Published On: Fri, Mar 31st, 2017

Motions

President of Parliament Wescot-Williams would like the government to deal in a different way with motions the Parliament approves. We agree, though this is a two-way street. Parliament ought to deal with them in a different way as well.

More often than not, motions are not more than a wish list, in fact, a question asking the government to do something. But seldom do these motions indicate where the money has to come from to execute such a request. Parliamentarians have always taken the position that the government has to figure that out.

That perception is dead wrong: if you want something, the least you can do is indicate how you’re going to pay for it. Otherwise you resemble a rebellious teenager who demands his expensive electronic gadgets from his parents without any concern about the household income.

But okay, there are two sides to this story. It also happens more often than not that the government does not react to a motion, unless one considers doing nothing also a reaction.

That’s not very elegant. A better approach would be to settle the status of each motion the day it is brought to the floor of Parliament. This requires the presence of the minister who has the issue at hand in his or her portfolio.

In the Dutch Parliament, ministers have three possible reactions to a motion. The first one is that they wholeheartedly degree. The second option is that they “seriously advice” the Parliament not to pass the motion. The third option is a flat-out refusal to execute a motion if Parliament is pigheaded enough to pass it.

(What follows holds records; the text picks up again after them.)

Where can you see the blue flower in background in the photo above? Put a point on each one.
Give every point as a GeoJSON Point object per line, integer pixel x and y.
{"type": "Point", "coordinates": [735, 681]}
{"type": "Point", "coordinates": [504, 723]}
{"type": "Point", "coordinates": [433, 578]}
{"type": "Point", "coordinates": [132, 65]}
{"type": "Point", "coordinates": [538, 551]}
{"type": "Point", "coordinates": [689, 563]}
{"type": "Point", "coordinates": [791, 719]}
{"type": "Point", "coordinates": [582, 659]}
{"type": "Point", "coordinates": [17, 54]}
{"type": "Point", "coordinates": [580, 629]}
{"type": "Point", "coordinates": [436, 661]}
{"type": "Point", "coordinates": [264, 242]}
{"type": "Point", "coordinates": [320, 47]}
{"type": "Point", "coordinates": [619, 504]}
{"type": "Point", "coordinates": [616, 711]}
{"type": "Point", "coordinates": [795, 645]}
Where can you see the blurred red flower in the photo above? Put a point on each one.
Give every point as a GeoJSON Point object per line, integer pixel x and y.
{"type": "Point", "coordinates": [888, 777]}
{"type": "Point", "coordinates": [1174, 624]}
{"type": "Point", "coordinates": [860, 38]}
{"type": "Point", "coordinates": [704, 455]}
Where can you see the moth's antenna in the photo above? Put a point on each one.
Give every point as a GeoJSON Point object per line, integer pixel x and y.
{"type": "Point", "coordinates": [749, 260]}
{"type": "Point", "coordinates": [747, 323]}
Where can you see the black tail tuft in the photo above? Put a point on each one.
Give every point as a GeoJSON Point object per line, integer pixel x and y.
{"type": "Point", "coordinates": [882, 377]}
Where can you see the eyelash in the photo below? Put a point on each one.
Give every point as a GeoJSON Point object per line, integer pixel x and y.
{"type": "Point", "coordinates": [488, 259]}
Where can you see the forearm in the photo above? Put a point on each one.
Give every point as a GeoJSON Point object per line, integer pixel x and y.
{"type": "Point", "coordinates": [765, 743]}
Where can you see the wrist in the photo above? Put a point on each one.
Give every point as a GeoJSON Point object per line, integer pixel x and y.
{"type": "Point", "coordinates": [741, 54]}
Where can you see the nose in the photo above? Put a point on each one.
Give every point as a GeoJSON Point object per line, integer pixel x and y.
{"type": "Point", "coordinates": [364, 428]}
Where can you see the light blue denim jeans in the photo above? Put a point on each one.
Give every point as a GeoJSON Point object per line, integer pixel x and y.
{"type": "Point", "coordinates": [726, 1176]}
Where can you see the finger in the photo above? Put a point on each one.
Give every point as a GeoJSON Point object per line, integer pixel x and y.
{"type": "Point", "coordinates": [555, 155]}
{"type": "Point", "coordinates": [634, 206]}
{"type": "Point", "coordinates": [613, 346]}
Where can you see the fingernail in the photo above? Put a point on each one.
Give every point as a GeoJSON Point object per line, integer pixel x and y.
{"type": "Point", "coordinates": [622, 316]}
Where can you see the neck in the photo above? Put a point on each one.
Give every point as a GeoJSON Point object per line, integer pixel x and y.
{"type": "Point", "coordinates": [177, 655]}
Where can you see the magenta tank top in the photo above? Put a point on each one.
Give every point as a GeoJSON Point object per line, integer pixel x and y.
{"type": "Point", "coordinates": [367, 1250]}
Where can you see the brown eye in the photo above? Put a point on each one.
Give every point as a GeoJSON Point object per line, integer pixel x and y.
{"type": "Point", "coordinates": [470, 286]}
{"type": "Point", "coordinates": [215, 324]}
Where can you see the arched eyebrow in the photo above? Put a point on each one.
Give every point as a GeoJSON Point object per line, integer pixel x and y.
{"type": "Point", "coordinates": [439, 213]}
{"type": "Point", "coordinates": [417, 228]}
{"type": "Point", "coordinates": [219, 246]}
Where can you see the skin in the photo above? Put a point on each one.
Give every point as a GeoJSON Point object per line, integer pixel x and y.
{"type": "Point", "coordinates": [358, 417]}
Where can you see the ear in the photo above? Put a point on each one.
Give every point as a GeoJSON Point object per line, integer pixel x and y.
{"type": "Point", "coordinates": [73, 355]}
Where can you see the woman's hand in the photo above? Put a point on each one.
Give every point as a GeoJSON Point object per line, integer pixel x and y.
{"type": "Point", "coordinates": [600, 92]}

That last scenario that opens the door for other action from the side of Parliament. They could, even before a vote on the motion, threaten to send the minister home through a motion of no-confidence.

That is a heavy-handed reaction, especially because in St. Maarten this could result in the fall of the government. If the issue is important enough then such a reaction is justified; it still gives a minister the chance to reconsider his options.

But at least, by following such a playbook, everybody knows where he stands. And that is something one could call progress.